If you check the teachers sub, they mention this problem regularly. I’m suspecting the real issue is at least in part parents who don’t want to put in the work of being parents, and teachers(to be fair, administrators) thinking that they can replace the work with better techniques if only people would give more money and authority to them, all combined in a toxic mix to try to replace something which can’t be replaced.

it's better for readers

It's certainly better for readers, but I'm not sure that translates to "better way to learn to read". Learning how to sound letters out is easier than memorising every word in full, and thus lets you make progress on your own without having to be told, or remember, every word every time. Sure it'll be slow, but you'll pick up the full words from experience, and be able to practice that on your own. Bootstrapping with the tools to teach yourself to read seems a strong strategy in learning to read, rather than trying to skip to the finish line.

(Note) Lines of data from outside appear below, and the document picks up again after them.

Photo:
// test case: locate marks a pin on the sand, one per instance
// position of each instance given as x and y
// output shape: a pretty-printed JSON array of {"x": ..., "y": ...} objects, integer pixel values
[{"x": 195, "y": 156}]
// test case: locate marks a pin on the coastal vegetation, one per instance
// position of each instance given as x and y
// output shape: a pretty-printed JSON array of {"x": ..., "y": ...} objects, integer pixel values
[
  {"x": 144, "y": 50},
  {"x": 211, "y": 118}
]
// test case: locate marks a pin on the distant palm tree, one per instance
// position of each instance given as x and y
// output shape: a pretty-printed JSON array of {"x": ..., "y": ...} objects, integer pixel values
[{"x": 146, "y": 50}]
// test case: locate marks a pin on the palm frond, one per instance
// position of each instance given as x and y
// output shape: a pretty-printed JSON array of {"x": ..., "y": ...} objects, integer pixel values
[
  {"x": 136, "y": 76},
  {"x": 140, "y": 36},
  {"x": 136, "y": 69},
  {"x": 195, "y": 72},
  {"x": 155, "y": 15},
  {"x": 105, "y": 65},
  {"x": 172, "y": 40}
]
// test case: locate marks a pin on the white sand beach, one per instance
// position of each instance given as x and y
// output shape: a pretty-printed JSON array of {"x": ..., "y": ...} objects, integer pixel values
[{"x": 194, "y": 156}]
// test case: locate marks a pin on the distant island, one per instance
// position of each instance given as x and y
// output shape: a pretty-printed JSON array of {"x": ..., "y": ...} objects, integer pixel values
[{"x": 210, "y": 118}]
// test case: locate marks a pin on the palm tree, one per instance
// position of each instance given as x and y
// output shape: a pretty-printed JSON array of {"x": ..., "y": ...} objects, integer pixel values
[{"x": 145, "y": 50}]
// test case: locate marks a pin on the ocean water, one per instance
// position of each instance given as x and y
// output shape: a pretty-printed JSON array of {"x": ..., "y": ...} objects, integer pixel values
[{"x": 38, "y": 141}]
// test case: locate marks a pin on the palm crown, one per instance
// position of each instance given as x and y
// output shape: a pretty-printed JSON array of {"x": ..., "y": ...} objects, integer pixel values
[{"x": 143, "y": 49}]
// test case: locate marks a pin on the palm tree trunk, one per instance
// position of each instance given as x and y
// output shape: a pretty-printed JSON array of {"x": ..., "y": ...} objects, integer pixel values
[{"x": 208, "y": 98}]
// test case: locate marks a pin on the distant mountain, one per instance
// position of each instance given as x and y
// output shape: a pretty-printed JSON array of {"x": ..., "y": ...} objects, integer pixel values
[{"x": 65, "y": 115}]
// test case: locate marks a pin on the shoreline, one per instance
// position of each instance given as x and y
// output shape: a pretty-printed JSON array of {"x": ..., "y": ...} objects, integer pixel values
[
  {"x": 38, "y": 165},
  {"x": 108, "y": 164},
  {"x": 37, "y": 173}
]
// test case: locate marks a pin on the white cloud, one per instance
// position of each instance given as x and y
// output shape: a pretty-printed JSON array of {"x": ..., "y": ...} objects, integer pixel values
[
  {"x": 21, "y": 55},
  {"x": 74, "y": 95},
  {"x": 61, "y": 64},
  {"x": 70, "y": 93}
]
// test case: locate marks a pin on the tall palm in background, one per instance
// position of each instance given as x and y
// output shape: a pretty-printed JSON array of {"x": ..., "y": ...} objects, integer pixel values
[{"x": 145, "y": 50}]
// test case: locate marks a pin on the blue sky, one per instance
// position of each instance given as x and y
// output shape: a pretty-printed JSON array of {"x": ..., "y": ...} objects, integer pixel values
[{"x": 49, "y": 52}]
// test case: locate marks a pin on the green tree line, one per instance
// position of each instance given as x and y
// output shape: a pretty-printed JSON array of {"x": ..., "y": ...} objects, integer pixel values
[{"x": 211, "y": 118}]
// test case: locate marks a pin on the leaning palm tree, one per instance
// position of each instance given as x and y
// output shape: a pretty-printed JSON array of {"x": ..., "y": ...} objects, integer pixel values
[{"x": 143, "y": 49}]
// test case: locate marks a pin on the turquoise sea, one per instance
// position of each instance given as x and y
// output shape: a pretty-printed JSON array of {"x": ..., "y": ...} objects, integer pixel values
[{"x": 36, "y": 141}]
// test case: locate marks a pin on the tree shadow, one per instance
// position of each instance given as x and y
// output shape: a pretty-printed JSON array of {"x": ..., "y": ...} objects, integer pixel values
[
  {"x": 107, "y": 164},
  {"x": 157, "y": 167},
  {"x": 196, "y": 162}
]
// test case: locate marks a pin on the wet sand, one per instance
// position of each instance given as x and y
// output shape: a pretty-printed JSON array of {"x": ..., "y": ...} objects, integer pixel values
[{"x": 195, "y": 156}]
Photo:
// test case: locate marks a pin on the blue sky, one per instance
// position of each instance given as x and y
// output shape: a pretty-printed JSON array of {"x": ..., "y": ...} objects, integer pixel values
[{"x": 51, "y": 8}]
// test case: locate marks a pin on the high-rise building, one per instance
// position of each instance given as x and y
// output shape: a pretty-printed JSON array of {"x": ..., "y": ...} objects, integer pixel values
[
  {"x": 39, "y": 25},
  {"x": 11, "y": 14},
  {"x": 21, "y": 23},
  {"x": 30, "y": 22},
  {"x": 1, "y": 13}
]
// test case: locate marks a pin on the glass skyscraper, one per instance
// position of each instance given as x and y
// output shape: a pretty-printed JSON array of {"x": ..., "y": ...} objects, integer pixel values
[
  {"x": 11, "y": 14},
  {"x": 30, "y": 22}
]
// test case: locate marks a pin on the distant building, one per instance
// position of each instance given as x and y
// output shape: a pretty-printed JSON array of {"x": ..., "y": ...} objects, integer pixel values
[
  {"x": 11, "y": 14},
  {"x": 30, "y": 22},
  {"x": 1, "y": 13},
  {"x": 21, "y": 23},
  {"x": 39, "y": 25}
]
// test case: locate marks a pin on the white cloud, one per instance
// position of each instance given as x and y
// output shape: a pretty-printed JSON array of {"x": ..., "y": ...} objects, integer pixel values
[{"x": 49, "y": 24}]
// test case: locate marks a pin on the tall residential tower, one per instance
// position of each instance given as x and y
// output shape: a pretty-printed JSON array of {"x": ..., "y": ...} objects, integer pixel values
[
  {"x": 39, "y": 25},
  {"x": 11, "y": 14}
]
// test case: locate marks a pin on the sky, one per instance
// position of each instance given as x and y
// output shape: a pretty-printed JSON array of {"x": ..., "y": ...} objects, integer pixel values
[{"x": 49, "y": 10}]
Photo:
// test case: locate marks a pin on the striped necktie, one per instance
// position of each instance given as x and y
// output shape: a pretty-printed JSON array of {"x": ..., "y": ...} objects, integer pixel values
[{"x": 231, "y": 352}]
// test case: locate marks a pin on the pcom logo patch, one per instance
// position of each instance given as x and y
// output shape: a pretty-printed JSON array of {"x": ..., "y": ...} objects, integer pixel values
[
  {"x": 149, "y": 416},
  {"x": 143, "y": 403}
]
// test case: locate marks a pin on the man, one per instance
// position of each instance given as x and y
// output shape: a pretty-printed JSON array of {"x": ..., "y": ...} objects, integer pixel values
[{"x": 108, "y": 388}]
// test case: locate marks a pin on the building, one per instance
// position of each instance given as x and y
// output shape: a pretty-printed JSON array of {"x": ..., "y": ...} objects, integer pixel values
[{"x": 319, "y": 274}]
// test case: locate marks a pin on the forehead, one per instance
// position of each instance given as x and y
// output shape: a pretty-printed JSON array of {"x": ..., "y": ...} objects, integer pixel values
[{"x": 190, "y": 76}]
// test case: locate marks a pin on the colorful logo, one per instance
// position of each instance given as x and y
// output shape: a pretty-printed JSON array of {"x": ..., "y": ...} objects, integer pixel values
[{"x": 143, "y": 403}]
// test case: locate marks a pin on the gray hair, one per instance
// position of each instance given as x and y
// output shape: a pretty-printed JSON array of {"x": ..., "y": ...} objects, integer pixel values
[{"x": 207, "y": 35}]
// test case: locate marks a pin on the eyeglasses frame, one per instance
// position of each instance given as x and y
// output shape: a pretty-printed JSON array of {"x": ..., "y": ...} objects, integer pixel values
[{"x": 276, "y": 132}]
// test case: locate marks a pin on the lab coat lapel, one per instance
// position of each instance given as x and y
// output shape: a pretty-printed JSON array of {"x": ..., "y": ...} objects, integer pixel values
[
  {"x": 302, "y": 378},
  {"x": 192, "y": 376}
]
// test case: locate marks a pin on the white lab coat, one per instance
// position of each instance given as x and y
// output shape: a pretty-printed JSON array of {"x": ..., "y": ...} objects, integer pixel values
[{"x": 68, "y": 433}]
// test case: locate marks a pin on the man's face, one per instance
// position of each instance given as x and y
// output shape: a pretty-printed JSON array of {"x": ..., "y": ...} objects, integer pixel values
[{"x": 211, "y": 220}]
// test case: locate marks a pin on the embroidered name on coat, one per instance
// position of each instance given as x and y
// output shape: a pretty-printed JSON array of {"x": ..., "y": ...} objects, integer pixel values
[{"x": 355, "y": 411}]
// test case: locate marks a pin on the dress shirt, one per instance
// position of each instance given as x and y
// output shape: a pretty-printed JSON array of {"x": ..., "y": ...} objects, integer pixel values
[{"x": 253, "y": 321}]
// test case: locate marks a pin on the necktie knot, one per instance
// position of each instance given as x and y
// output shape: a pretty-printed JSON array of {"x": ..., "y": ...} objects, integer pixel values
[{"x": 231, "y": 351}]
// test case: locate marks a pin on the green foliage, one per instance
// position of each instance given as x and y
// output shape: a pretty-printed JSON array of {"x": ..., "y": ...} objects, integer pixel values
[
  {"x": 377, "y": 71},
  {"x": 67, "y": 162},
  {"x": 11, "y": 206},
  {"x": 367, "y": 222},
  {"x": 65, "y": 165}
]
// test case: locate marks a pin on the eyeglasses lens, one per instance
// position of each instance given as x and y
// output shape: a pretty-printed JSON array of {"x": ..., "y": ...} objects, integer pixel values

I have no memory of how much or little my parents may have been teaching me

Yeah - I have the same issue: I can't really remember a time before I could read, and so don't really have personal knowledge of what was actually effective. Save that yeah, my parents reading to and with me was probably a part of it. I'm pretty sure I started with the "sounding out" approach though: being able to read quickly a word at a time came from practice - letting me skip that more often as more words became familiar, not a different approach from the outset.

learning to read is far too foundational a skill for any parent who cares about their child's success in life to leave up to schools

The converse applies too though: it's too foundational a skill for schools to trust that parents will have done it: it's vitally important that they ensure the kids who lacked such parents learn to do it too. And so I think it does become pretty important as to how they teach that if what they're using doesn't achieve that goal.